The province's original plan was to cut production boundaries in 2019, but it is unclear whether this will happen now that Enbridge's line 3 project is delayed until the second half of next year.
With the new UCP government, which is due to take over at the end of April, the upcoming Prime Minister Jason Kenny will have to determine how quickly Alberta can put an end to the defined production boundaries.
Given the production capacity of the West Canadian oil sector and the expected rail transport movements, "we still will not have to produce about 150,000 to 200,000 barrels per day by the end of the year," said John Morrison, a CIBC analyst, ,
Another major energy problem for the new prime minister will be whether he is doing a promise for a campaign and repeats the Notley Government's plan to rent railroad cars that can carry 120,000 barrels a day from the province.

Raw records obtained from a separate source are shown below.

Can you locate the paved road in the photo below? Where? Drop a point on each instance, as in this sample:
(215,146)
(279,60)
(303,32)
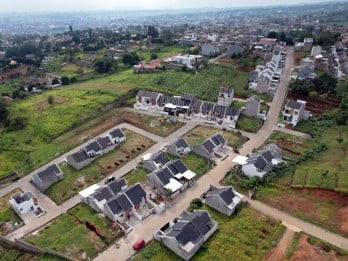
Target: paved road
(293,132)
(54,211)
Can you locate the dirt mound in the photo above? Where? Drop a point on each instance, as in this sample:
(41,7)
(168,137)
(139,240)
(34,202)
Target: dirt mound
(306,251)
(343,214)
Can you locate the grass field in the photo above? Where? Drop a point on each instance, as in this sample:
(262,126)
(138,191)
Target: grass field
(250,124)
(7,214)
(200,133)
(34,145)
(230,241)
(69,234)
(75,180)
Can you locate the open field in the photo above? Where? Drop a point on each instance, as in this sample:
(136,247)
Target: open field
(250,124)
(7,214)
(230,240)
(324,208)
(292,146)
(305,247)
(200,133)
(80,234)
(76,180)
(162,52)
(33,145)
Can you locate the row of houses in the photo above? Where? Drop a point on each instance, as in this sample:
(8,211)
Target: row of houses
(265,79)
(96,148)
(187,233)
(118,201)
(222,112)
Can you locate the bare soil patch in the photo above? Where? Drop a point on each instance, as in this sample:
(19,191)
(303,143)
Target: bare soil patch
(306,251)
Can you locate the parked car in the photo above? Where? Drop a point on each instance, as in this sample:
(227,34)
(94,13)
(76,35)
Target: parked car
(139,244)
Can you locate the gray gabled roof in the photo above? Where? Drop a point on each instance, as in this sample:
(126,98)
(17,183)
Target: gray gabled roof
(136,194)
(117,133)
(294,104)
(80,156)
(102,193)
(93,146)
(116,186)
(177,166)
(181,143)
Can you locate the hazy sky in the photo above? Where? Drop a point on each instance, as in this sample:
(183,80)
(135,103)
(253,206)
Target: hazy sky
(88,5)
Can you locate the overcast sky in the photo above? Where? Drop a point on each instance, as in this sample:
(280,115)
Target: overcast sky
(90,5)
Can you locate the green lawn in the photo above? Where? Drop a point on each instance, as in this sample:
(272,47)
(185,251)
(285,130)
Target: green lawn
(107,230)
(68,236)
(7,214)
(75,180)
(200,133)
(250,124)
(29,148)
(244,236)
(137,175)
(197,164)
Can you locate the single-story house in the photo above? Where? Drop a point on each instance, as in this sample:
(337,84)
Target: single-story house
(155,161)
(187,233)
(225,199)
(79,159)
(179,148)
(47,177)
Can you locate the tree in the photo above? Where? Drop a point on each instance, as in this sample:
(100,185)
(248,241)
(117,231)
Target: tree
(65,80)
(154,56)
(167,36)
(152,31)
(342,114)
(130,59)
(50,99)
(3,112)
(104,65)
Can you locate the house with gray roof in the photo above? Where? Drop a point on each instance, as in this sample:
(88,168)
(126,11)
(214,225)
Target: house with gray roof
(260,163)
(225,199)
(117,136)
(154,161)
(294,112)
(47,177)
(225,97)
(79,159)
(164,182)
(213,148)
(252,107)
(179,148)
(186,234)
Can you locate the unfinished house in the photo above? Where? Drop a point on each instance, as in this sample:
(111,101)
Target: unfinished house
(179,148)
(224,200)
(47,177)
(213,148)
(225,97)
(187,233)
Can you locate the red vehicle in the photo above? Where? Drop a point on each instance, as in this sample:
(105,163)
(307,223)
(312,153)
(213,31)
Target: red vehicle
(139,244)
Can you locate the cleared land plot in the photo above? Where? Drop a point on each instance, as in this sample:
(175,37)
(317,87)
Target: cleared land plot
(200,133)
(76,180)
(230,240)
(8,217)
(324,208)
(33,145)
(292,146)
(70,234)
(250,124)
(305,247)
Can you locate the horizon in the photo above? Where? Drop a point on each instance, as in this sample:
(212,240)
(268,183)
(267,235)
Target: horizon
(55,6)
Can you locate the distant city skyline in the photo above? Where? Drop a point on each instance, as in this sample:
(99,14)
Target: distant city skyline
(95,5)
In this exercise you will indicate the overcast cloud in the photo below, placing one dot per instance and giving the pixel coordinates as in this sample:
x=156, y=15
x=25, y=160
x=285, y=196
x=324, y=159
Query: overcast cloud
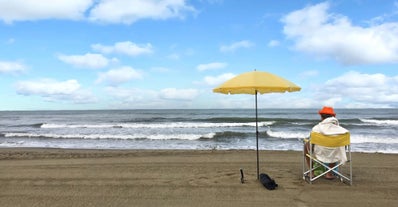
x=326, y=35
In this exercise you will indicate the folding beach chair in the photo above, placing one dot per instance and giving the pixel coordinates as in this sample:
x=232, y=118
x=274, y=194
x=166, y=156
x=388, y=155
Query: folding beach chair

Cenovus would prefer rail transport services to be placed in the hands of the private sector.
"Do not be fooled, our industry needs more oil on the rail," said Purbai in an interview.
"Once the government has sworn, I will hope to think there is a scenario where the government can sit with the industry to find a way to conclude these rail contracts in the hands of the industry."
One point is clear as the pipeline issue continues to suffocate the province: Alberta has to find more – no less – ways of relocating oil if it wants to put an end to all production restrictions by the end of 2019.
While the two-edged sword is paying dividends today, a comprehensive roadmap for shortening and supply of raw stamp will soon be needed to restore growth in the Canadian oil tanker.
Chris Varku is a journalist from Calgary Herald.